I have been waiting for this documentary for a month now… after I saw it in National Geographic (we get it every month). About Dean Potter, a man who is pushing human flight to the next levels, and building a better wingsuit using the scientific study of birds. And, tonight, I finally watched it: National Geographic Explorer: The Man Who Can Fly.
It’s a really amazing show, and if you are interested in flight, I definitely recommend to watch it.
The parts with the flight of birds are short, but one of the beautiful things is how he really connects with them emotionally and brings their feelings of flight into his flight. He obviously is a very spiritual person, and he sees flight as like being one with the air and with the world around you… very similar to how I see it. The birds seem to inspire him, and he even meditates with them. There is lovely slow-motion film of bird flight, too, and some interesting science about the technique of how you can study the movements of bird wings.

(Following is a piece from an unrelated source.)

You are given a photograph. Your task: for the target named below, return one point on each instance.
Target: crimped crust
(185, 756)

And, his skills are past amazing. Usually, I’m not the kind of person who gets emotional watching a show like this, but… my heart was really in my mouth at some times. This man climbs mountains with only his hands. No rope, no equipment, just a bag of chalk (to make his hands less sweaty I guess). 9000 feet mountains, he climbs just by… climbing. I’m still shocked by that, you have to see it to believe it. When I imagine mountain climbers, I imagine a big thick jacket, ropes, axes, sunglasses, pack with food… he doesn’t need any of that.

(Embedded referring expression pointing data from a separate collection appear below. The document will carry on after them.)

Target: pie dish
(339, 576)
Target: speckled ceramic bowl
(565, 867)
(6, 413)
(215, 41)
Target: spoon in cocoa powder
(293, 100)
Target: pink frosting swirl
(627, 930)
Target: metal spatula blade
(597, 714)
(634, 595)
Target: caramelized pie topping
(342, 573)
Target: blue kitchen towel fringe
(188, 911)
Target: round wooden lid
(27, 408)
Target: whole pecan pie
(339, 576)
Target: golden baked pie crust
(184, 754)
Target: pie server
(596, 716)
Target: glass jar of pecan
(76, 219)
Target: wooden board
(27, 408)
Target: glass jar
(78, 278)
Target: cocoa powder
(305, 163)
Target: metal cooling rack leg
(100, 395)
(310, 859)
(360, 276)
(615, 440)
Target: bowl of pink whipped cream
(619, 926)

And then, sometimes he jumps off the mountain in a wing suit.
I felt a really strong sense of being in all that open air when I was watching… and, a little sadness. I wish I could be that kind of physical skilled person who can climb mountains like that… who can be close to nature like that, trusting the air and the cliffs. I have trained in hang gliding a little, but I have never gone from a high cliff like that… just from small hills. And, even if I do train more (I want to!), I don’t have the sense of closeness with my body to be like this. I envy the idea of being so independent, comfortable, and free. It feels like how I should be, and, it makes me realise that a little of my species dysphoria, it’s not just about being in a human body, but about being in a human body that is dyspraxic, low energy, etc. and can’t tumble and climb and move in the wild like an animal. If I could be like Dean Potter, I don’t think I would mind so much.

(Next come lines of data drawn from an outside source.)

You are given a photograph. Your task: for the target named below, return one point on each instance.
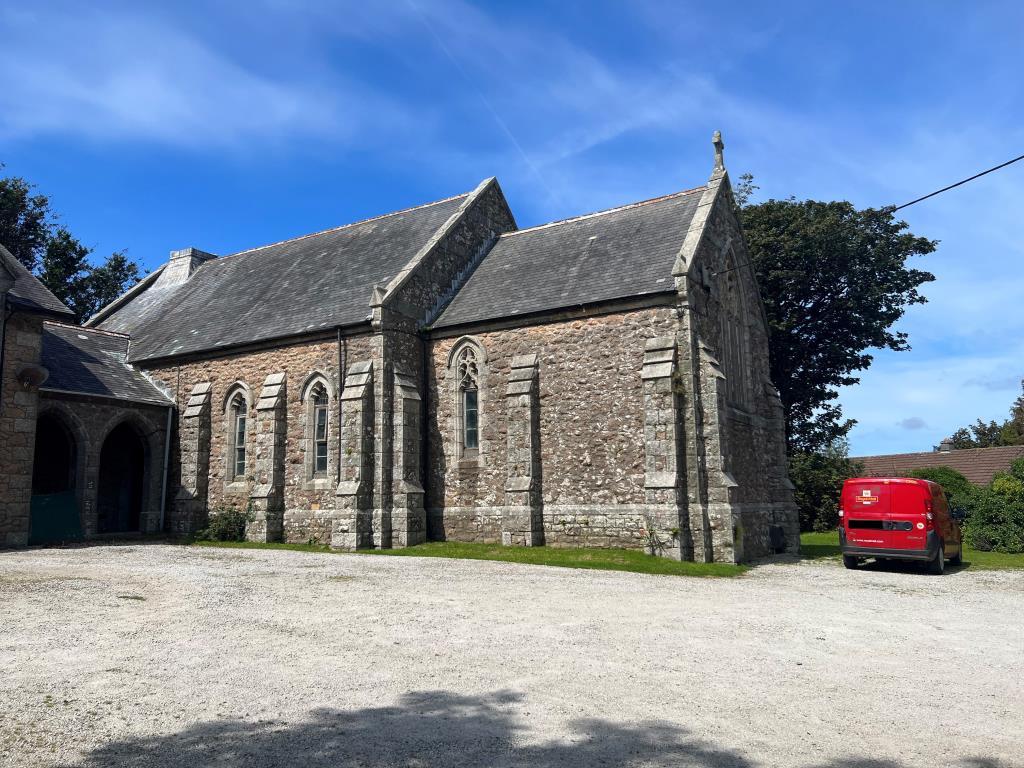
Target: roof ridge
(337, 228)
(88, 330)
(603, 212)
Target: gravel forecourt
(170, 655)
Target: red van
(898, 518)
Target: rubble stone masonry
(17, 426)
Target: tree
(25, 220)
(834, 280)
(30, 231)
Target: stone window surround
(311, 480)
(232, 484)
(467, 459)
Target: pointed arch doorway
(122, 477)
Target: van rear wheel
(957, 559)
(937, 566)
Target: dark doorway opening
(53, 514)
(122, 470)
(53, 464)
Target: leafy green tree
(30, 231)
(818, 479)
(993, 433)
(26, 220)
(834, 280)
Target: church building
(431, 374)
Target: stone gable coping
(407, 272)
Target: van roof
(889, 480)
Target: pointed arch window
(320, 423)
(469, 398)
(238, 422)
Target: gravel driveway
(167, 655)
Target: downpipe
(167, 463)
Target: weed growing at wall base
(568, 557)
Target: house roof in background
(977, 465)
(83, 360)
(28, 293)
(621, 253)
(307, 284)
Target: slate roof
(92, 363)
(978, 465)
(28, 293)
(298, 286)
(621, 253)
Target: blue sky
(228, 125)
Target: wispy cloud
(105, 75)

I don’t think that means my species dysphoria is less about species. I just think, I am a species who needs to be able to move in nature like that. Birds are movement. And so, having a body that could do that, would bring me closer to the me I am inside. It’s ironic… probably, part of the reason I am so clumsy in my body and not able to do these things, is related to not identifying with the human shape, which stops from doing these things that can help the dysphoria, of course.
But, at the same time, I am glad that someone in the world is doing it. It makes me happy just to be there with him, through the cameras.
And, the part that really lifted my heart… this is not the end. He says, we have just touched the very edge of what it is possible to do, in human flight. It’s going to get much, much better than this. An actual wing suit, I have always thought was disappointing. It doesn’t really fly, it just falls slowly. And, it’s true, most of the joy of this show for me, was seeing the freedom of a man who seems so comfortable with climbing and jumping and being in high places, that it already feels like he has wings. But… he believes that this is just the beginning.
And, if he believes it, I believe him.
I’m definitely going to keep watching what he will do, as he tries to push the limits of flying free. And, most exciting, because of the kind of person he is, I know he is committed to doing it with as little equipment as possible… bringing it as close as he can to the true dream of bird flight.